Desmond and Daniel get out of the car for a little chat. They discuss the nature of love at first sight, in which Daniel firmly believes since he saw this redhead at the museum, and it was like he already knew and loved her. Then, things really got odd. That night, he woke from a dream and felt this compulsion to scribble down some equations he'd never seen before. A friend of his at Caltech said it was advanced quantum mechanics - like, if there's something that's going to happen, and you don't want it to take place, you do something where a lot of energy gets released. Like a nuclear bomb? This all got Daniel all dreamy-looking: "What if this all wasn't supposed to be our life?" What if we were supposed to be living another life, but somehow, for some reason, we changed things? Dude, I know the feeling. Daniel fears that he already set off the bomb. Okay, lost me there. Oh, by the way, that "Penny" person? Daniel assures Desmond that she's not just some deathbed vision. She's Daniel's half-sister, and Daniel can tell him where and when to find her.

That "where" is a sports field -- possibly Dodger Stadium, though the seat colors look a little off; and, anyway, this is presumably supposed to be the stadium where they met in the original timeline -- and the "when" is that evening. Penny is sprinting up and down steps. (At night. Alone. Right.) Desmond is awestruck. That's really the only way to put it. When she pauses, he walks over and dopily introduces himself. She looks a little weirded out, but shakes his offered hand...

...and then Desmond is awake on the floor of the generator shed, a bit singed, but otherwise physically okay. Widmore tells him he's only been out for a few moments. Desmond is ready to do that really important thing that Widmore wants him to do, whatever it is. Ah, the fervor of the converted. I'm not sure what Desmond's been converted from or to, but I recognize the signs.

Zoe and a couple of the guys take Desmond on a walk through the forest. Sayid jumps out and snaps some under-five necks, as he does. He shoos Zoe away, though. Sayid tells Desmond that Widmore's team is dangerous, and Desmond needs to follow. Desmond cheerfully tells Sayid to lead the way. Two conversions in five minutes, then?

And then we're back on the Sideways Stadium steps, where Desmond is shaking himself awake. It seems he fainted when he and Penny touched hands. He's a stranger, true, but Penny's a caring person, and he's a cute stranger with an intruiging accent. She asks Desmond if they've met before. Desmond asks her to coffee. She protests that she's all sweaty, but he points out that he just fainted in front of her, so they're past pleasantries. She says she'll meet him at a cafe on Melrose and Sweetzer in an hour, and jogs off, smiling. If you're prone to swooning, this would be a good time to do it.
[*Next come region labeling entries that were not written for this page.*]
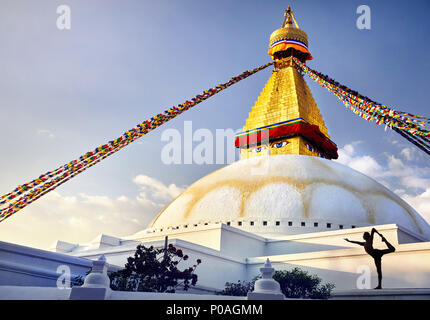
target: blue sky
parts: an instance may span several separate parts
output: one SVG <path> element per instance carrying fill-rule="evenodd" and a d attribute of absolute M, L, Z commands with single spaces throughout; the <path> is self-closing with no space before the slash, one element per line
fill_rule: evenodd
<path fill-rule="evenodd" d="M 71 30 L 56 9 L 71 8 Z M 371 30 L 356 9 L 371 9 Z M 0 193 L 116 138 L 152 115 L 268 61 L 291 5 L 309 66 L 395 109 L 429 116 L 428 1 L 20 1 L 0 4 Z M 183 188 L 222 165 L 165 165 L 166 128 L 239 129 L 269 68 L 200 104 L 0 224 L 0 240 L 141 230 Z M 430 220 L 429 159 L 306 79 L 340 162 L 384 183 Z"/>

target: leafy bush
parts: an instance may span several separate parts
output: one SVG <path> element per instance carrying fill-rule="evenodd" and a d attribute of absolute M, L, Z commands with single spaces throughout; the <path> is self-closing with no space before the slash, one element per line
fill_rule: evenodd
<path fill-rule="evenodd" d="M 273 279 L 279 282 L 287 298 L 328 299 L 334 288 L 331 283 L 321 285 L 321 278 L 297 267 L 291 271 L 275 271 Z"/>
<path fill-rule="evenodd" d="M 255 277 L 250 282 L 240 280 L 237 283 L 226 282 L 224 290 L 217 294 L 246 296 L 248 292 L 254 290 L 255 281 L 260 277 Z M 287 298 L 328 299 L 334 288 L 331 283 L 321 285 L 321 279 L 317 275 L 310 275 L 297 267 L 291 271 L 275 271 L 273 279 L 279 282 L 281 291 Z"/>
<path fill-rule="evenodd" d="M 174 293 L 181 287 L 186 291 L 190 285 L 196 285 L 197 275 L 194 272 L 201 263 L 197 259 L 192 267 L 180 271 L 178 264 L 186 260 L 188 256 L 172 244 L 166 251 L 138 245 L 134 257 L 127 259 L 125 268 L 109 274 L 111 289 Z"/>
<path fill-rule="evenodd" d="M 252 290 L 254 290 L 254 282 L 241 282 L 239 280 L 237 283 L 226 282 L 224 290 L 217 292 L 217 294 L 222 296 L 246 296 Z"/>

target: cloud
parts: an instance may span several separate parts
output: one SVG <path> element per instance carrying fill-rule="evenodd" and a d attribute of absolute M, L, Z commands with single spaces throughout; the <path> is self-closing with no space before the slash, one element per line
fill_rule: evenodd
<path fill-rule="evenodd" d="M 38 248 L 49 248 L 56 240 L 85 243 L 100 233 L 131 235 L 146 229 L 154 217 L 183 188 L 165 185 L 138 175 L 133 179 L 137 195 L 67 196 L 51 191 L 0 223 L 0 239 Z"/>
<path fill-rule="evenodd" d="M 145 195 L 149 193 L 154 199 L 158 200 L 170 201 L 184 191 L 184 188 L 178 187 L 175 184 L 166 186 L 161 181 L 142 174 L 136 176 L 133 182 L 140 186 Z"/>
<path fill-rule="evenodd" d="M 49 139 L 55 138 L 55 135 L 50 130 L 47 130 L 47 129 L 37 130 L 37 134 L 40 136 L 48 137 Z"/>
<path fill-rule="evenodd" d="M 403 192 L 401 193 L 401 197 L 430 223 L 430 187 L 418 195 L 410 195 Z"/>
<path fill-rule="evenodd" d="M 413 162 L 419 158 L 416 150 L 406 147 L 399 152 L 402 158 L 385 154 L 385 161 L 378 162 L 370 155 L 357 154 L 356 144 L 353 142 L 339 149 L 337 161 L 394 190 L 430 223 L 430 168 Z"/>
<path fill-rule="evenodd" d="M 347 144 L 342 149 L 339 149 L 339 159 L 337 161 L 373 178 L 383 174 L 383 168 L 374 158 L 368 155 L 356 155 L 355 144 Z"/>

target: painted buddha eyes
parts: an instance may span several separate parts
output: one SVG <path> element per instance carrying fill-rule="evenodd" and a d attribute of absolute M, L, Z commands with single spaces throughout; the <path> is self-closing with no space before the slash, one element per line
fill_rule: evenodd
<path fill-rule="evenodd" d="M 286 146 L 287 144 L 288 144 L 287 141 L 279 141 L 279 142 L 275 142 L 275 143 L 271 144 L 270 147 L 279 149 L 279 148 Z M 268 147 L 269 146 L 266 146 L 266 145 L 259 146 L 259 147 L 252 149 L 251 151 L 254 153 L 259 153 L 259 152 L 263 151 L 264 149 L 267 149 Z"/>
<path fill-rule="evenodd" d="M 287 141 L 276 142 L 273 144 L 273 148 L 282 148 L 287 145 Z"/>

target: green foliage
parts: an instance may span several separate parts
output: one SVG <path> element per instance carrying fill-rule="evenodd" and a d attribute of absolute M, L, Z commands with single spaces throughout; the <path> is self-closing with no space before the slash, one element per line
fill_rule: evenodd
<path fill-rule="evenodd" d="M 125 268 L 109 274 L 111 288 L 120 291 L 170 292 L 179 286 L 188 290 L 195 286 L 197 275 L 194 273 L 198 264 L 184 270 L 178 269 L 181 261 L 188 260 L 182 250 L 169 244 L 167 251 L 138 245 L 133 257 L 127 259 Z"/>
<path fill-rule="evenodd" d="M 307 271 L 294 268 L 290 271 L 275 271 L 273 279 L 279 282 L 281 291 L 287 298 L 328 299 L 334 284 L 322 285 L 321 278 Z"/>
<path fill-rule="evenodd" d="M 237 283 L 226 282 L 224 290 L 217 294 L 246 296 L 248 292 L 254 290 L 255 281 L 259 278 L 260 276 L 255 277 L 250 282 L 240 280 Z M 279 282 L 281 291 L 287 298 L 328 299 L 334 288 L 331 283 L 321 285 L 321 279 L 317 275 L 310 275 L 299 268 L 275 271 L 273 279 Z"/>
<path fill-rule="evenodd" d="M 248 292 L 254 290 L 254 282 L 247 282 L 240 280 L 237 283 L 226 282 L 223 291 L 217 292 L 222 296 L 246 296 Z"/>

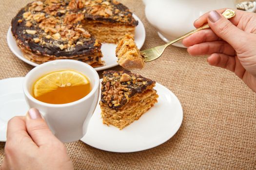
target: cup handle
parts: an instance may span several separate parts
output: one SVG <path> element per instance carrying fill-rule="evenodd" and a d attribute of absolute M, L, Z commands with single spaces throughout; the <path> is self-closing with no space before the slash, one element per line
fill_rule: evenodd
<path fill-rule="evenodd" d="M 55 135 L 55 131 L 54 130 L 53 127 L 50 125 L 49 125 L 48 123 L 47 123 L 47 121 L 46 121 L 46 119 L 45 119 L 45 118 L 44 118 L 44 115 L 46 115 L 45 113 L 44 112 L 40 111 L 39 111 L 39 112 L 40 112 L 40 113 L 41 113 L 41 115 L 42 116 L 42 118 L 44 119 L 44 120 L 46 122 L 46 124 L 47 124 L 48 127 L 49 127 L 49 128 L 50 129 L 51 131 L 52 131 L 52 133 L 53 133 L 53 134 Z"/>

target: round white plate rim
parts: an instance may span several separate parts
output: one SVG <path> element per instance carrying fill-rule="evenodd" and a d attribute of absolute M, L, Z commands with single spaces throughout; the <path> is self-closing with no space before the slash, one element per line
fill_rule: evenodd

Desmond, happily dazed, gets in the car. "So, did you find what you were looking for?" George asks him, already knowing the answer. Desmond confirms that he did, and asks George to drive to Melrose and Sweetzer, where he will be disappointed to find that the only eatery is Dolce, an expensive, hipper-than-thou restaurant with celebrity investors. (In our reality, anyway.) No problem -- and if there's anything else George can do for Desmond, just name it. Actually, there is this one thing: Can George get Desmond a copy of the manifest from Oceanic 815? Just the names of the passengers will do. George, who is usually asked for reservations and hookers, takes it in semi-stride: "Sure, I can. Do you mind if you ask what you need it for?" "I just need to show them something," Desmond replies.

Wait, what? No, go away, robot! Bad robot!